The primary distinction between ordinary annuities and annuities due is how they are paid out. All annuities make a payment once per period, just like bills are due once a month. Payments are made at the end or beginning of the period. Payments are made at the end of each payment period with ordinary annuities. When an annuity is due, the payment is made at the beginning. Loan payments are typically made at the end of a cycle and are considered annuities. Insurance premiums, on the other hand, are typically due at the start of a billing cycle, as are annuities.

#### Present Value

The cash value of all future annuity payments is the present value of an annuity, which is based on the time value of money. Because of inflation, a dollar today is worth more than a dollar at the end of the year, according to the time value of money concept. When comparing annuities, keep in mind that the length of a billing cycle can have a significant impact on the annuity’s present value. As a consumer, you can request an annuity schedule from your lender or investment advisor.

### What it Modifies

Annuities will be calculated by lenders and investment firms. You have access to annuity calculations as a consumer because they are used to calculate how much you are charged. Due to interest accrual, if you make your payment at the end of a billing cycle, your payment will most likely be larger than if you make your payment immediately.

### Which Annuity Is Best?

In general, ordinary annuities are most advantageous to a consumer when payments are made. In contrast, when a consumer is collecting payments, an annuity due is most advantageous. Due to inflation and the time value of money, payments on an annuity due have a higher present value than payments on an ordinary annuity.

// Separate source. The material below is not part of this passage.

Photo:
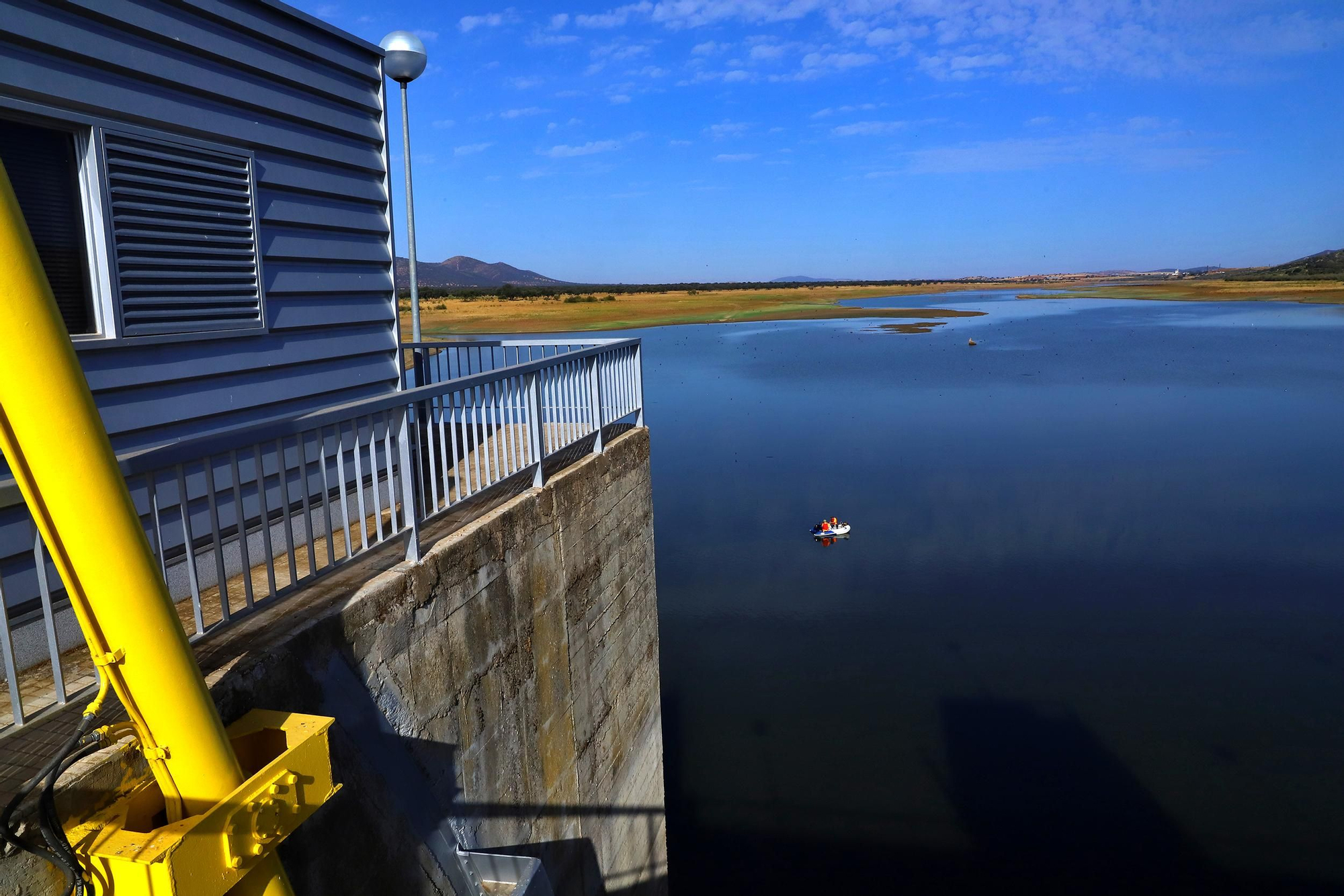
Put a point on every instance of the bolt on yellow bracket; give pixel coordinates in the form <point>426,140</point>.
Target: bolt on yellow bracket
<point>131,851</point>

When a payment is made at the end of a period, this is referred to as an ordinary annuity. When a payment is due at the start of a period, it is referred to as an annuity due. While the difference may appear insignificant, it can have a significant impact on your total savings or debt payments. Keep in mind that an annuity, which is an insurance product rather than an investment, may not be suitable for everyone.

### Conclusion

In a nutshell, because payments are made at the end of a pay period, an ordinary annuity almost always benefits the party making them. This is distinct from an annuity payment, which almost always benefits the party receiving the payments.

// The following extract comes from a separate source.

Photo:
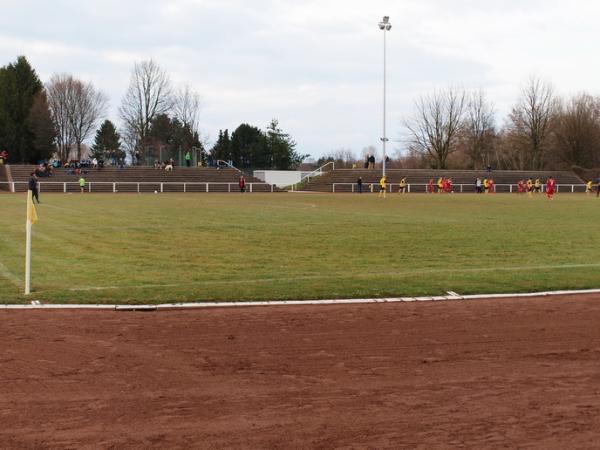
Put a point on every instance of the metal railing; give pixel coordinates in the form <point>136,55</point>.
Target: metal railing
<point>143,186</point>
<point>459,188</point>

## Frequently Asked Questions

## Why is ordinary annuity important?

In a nutshell, because payments are made at the end of a pay period, an ordinary annuity almost always benefits the party making them. This is distinct from an annuity payment, which almost always benefits the party receiving the payments.

## Is ordinary annuity better?

An ordinary annuity is appropriate when a person is making payments, whereas an annuity due is appropriate when a person is receiving payments. The payment made on an annuity due has a higher present value than the regular annuity.

## What are the differences between an ordinary annuity an annuity due and perpetuity?

Ordinary Annuity: A cash payment or deposit is made once a year. Annuity Due: The cash inflow or outflow occurs at the start. Perpetuity: an annuity that lasts forever. Other annuity types include fixed annuities and variable annuities.

## What is general annuity?

A general annuity is an annuity in which the payments do not correspond to the interest periods. You will see that dealing with general annuities is very simple once an equivalent interest rate is determined, with that equivalent rate compounded as frequently as the payments are made.